L’Inde qui résume à elle toute seule la complexité de cette question et des réponses à y donner : à terme le pays le plus peuplé de la Planète, dont la croissance risque de dépasser celle de la Chine et qui est aujourd’hui déjà un des plus gros pollueurs, avec plus de 60 % d’énergies fossiles. Mais qui compte aussi un bon tiers de sa population en situation de grande pauvreté et dont les émissions par tète d’habitants sont encore très loin de dépasser celles d’un européen. Et qui subit depuis quelques semaines dans le Tamil Nadu, dans la région de Chennai (ex-Madras) le pire déluge depuis un siècle et dont le lien avec le réchauffement climatique a été fait. En négociations, l’Inde est un des pays les plus inflexibles, à la fois pour ne pas accepter un objectif de diminution en-dessous des 2° pour pouvoir assurer son développement et la nécessité absolue que les pays du Nord assurent le financement de leur dette historique…

Cet enjeu de justice climatique, on l’a compris, est celui qui déterminera la possibilité d’un accord pour le climat : autant dire sa complexité et sa capacité à cristalliser toutes les différences entre pays vont enlever à Laurent Fabius les quelques cheveux qui lui restent s’il veut faire atterrir sa COP au Bourget…

Je COP, Tu COP

Moment suspendu hier soir dans l’attente de la nouvelle version de l’accord. C’est le règne des rumeurs qui vont dans tous les sens : Hollande et Obama se téléphonent tout le temps, l’accord de ce soir sera le bon, il y aura un accord demain matin après des bi-latérales cette nuit, mais il ne sortira que dans l’après-midi, …et ce qui est fou, c’est que les délégués sont aussi en pleine relâche : on les voit boire et manger un peu partout dans les halls. Même Christina Figueres, la Cheffe du Climat aux Nations-Unies rigolent avec un garde de l’ONU et accepte de bon coeur la mandarine que je lui lance. La nuit a été longue et celle qui s’annonce aussi car les Français ont bien l’intention de tenir l’échéance du vendredi soir annoncée dès le début de la COP. Peut-être est-ce juste le calme avant la tempête…

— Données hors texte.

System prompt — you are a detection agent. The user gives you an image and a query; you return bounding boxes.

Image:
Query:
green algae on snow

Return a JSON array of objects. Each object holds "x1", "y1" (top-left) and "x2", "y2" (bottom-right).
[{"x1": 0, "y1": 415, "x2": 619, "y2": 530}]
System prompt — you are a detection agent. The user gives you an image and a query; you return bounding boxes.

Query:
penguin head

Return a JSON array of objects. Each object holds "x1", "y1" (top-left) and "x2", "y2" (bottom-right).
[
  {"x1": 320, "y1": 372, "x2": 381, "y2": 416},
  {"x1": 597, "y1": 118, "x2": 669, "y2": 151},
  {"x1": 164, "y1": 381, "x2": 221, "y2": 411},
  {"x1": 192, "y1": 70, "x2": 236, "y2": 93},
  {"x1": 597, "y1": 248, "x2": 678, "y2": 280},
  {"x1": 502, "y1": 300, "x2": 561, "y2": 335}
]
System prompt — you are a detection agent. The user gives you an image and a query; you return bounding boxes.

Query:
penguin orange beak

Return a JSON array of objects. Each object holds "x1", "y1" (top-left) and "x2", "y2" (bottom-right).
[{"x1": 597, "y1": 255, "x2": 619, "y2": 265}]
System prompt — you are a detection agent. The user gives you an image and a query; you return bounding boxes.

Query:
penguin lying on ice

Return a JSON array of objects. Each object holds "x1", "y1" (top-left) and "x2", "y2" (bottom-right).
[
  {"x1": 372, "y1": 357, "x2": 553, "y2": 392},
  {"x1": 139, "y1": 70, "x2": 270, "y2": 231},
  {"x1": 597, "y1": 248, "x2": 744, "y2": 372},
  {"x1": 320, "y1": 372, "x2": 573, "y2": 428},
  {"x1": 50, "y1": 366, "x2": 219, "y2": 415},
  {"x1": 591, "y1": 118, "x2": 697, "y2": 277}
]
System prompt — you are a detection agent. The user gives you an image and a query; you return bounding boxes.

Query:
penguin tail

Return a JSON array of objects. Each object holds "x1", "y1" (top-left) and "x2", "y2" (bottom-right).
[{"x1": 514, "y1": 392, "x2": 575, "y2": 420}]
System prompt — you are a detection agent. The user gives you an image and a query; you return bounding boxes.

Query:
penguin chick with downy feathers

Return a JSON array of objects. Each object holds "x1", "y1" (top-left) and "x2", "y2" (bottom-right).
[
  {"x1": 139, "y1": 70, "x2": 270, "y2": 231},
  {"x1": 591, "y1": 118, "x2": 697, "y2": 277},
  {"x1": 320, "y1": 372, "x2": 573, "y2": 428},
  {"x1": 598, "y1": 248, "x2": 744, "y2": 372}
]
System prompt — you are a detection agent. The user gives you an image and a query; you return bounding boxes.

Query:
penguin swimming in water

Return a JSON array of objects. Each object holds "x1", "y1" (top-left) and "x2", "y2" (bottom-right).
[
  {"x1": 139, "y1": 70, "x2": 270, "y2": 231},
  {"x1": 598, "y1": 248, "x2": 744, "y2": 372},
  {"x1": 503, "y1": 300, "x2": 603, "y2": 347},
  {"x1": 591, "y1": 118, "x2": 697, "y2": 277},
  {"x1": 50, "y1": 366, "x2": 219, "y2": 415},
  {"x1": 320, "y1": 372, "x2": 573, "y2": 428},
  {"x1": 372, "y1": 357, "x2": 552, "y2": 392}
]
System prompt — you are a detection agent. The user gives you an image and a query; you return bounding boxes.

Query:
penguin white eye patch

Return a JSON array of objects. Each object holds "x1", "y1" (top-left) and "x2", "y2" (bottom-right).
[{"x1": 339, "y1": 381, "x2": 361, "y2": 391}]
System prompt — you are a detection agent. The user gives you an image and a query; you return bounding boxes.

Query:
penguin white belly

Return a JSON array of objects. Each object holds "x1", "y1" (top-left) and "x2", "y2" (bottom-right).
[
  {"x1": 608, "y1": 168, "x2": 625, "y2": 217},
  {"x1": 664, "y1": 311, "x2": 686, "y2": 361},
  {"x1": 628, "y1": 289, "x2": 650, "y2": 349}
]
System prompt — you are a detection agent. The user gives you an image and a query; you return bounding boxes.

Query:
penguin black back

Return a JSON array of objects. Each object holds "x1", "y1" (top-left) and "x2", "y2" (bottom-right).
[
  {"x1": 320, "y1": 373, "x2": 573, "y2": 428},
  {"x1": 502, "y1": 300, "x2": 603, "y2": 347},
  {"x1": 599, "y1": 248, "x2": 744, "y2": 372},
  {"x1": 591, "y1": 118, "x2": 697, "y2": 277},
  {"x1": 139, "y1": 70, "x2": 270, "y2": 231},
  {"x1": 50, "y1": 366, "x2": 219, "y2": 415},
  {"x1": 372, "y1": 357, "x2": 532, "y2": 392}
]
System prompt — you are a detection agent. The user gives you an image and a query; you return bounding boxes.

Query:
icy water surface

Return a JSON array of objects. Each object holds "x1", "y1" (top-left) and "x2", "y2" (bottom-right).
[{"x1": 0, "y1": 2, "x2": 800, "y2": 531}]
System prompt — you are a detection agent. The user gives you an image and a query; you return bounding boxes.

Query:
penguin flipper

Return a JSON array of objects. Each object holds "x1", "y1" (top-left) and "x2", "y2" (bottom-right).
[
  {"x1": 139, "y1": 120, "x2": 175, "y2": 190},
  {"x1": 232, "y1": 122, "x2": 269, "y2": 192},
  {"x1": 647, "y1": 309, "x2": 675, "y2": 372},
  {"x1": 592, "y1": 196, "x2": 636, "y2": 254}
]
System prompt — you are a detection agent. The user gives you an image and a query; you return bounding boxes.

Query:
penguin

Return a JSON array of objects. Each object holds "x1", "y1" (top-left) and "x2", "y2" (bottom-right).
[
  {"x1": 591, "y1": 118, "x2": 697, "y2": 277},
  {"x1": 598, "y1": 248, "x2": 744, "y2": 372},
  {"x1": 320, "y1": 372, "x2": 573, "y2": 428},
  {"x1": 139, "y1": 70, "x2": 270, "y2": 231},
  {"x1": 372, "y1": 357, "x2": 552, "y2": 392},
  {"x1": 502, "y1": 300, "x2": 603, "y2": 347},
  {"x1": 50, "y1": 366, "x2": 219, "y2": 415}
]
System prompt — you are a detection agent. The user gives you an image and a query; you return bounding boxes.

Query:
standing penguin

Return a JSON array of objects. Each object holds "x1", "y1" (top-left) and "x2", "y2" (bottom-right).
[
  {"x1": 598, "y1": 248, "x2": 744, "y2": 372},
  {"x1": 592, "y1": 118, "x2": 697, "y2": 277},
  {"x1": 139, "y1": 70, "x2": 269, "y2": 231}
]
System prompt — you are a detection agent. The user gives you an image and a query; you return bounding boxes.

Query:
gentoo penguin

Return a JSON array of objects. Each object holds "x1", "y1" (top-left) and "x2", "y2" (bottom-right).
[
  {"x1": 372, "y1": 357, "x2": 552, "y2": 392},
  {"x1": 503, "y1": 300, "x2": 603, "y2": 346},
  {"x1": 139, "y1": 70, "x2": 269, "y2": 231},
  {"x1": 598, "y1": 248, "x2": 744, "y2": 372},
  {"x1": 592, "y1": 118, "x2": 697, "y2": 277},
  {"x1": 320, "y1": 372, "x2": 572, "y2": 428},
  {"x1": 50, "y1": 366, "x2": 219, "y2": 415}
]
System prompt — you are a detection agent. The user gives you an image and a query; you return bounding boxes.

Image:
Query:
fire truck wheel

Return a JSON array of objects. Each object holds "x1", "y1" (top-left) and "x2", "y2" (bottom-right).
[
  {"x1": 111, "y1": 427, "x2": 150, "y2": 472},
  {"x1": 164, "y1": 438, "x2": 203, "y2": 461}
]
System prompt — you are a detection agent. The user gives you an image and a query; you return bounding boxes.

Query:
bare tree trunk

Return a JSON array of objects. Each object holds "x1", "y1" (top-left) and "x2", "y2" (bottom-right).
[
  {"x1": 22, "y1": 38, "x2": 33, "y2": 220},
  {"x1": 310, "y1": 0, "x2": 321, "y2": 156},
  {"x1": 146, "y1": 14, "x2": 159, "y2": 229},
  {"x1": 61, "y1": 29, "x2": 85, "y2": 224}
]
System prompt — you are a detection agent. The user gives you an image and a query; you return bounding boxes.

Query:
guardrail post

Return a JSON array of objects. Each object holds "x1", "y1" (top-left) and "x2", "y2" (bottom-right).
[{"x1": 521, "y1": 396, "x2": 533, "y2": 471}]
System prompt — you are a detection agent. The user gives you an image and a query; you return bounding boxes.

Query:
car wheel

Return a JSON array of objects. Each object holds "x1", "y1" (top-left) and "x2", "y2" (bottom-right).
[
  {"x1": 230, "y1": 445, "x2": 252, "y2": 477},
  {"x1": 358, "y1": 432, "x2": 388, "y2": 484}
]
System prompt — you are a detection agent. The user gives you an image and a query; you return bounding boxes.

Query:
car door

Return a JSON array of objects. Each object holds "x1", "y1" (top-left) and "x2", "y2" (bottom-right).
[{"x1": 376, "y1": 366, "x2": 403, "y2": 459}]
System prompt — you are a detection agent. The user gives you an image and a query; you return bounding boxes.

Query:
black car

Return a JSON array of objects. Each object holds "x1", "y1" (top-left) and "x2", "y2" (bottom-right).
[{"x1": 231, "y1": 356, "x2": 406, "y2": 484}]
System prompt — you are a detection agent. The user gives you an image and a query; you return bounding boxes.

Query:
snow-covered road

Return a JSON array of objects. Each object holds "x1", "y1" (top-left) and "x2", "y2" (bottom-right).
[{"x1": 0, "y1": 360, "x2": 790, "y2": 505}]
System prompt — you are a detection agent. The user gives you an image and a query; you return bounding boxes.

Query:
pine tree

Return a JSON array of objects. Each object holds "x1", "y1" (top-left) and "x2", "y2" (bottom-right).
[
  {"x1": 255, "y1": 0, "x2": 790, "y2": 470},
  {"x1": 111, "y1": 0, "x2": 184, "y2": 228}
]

Pour autant, chacun s’étonne de l’ambiance presque trop calme qui règne ici : il paraît que d’habitude, les portes claquent et les voix s’élèvent ; mais cette fois, rien de ça. Et comme déjà dit, les termes qui reviennent tout le temps, c’est transparence et inclusion, comme si les fois passées, la Présidence était opaque et excluante ;

Il est assez piquant de constater que la consultance en RH et le monde associatif ont inventé des tas de technique de facilitation et de décision collective comme la sociocratie et qu’à ce top niveau international, on a l’air de bricoler au fur et à mesure… Faut dire que 195 pays aux intérêts tellement contrastés est un fameux challenge que la France a l’air de ne pas trop mal relever. Ce vieux routier qu’est Fabius qui, depuis 81 a été rarement loin du pouvoir (Ministre du Budget, plus jeune premier Ministre de France, chef de groupe pendant la cohabitation, président de l’Assemblée Nationale, Ministre des Finances sous Jospin, de multiples fois candidat à la candidature, puis enfin Ministre des Affaires Etrangères) joue de cette longue expérience des ors de la République pour compenser son manque de connaissance du dossier et des pratiques. On verra s’il résistera à sa tendance à des siestes intempestives souvent moquées par le Petit Journal de Canal Plus.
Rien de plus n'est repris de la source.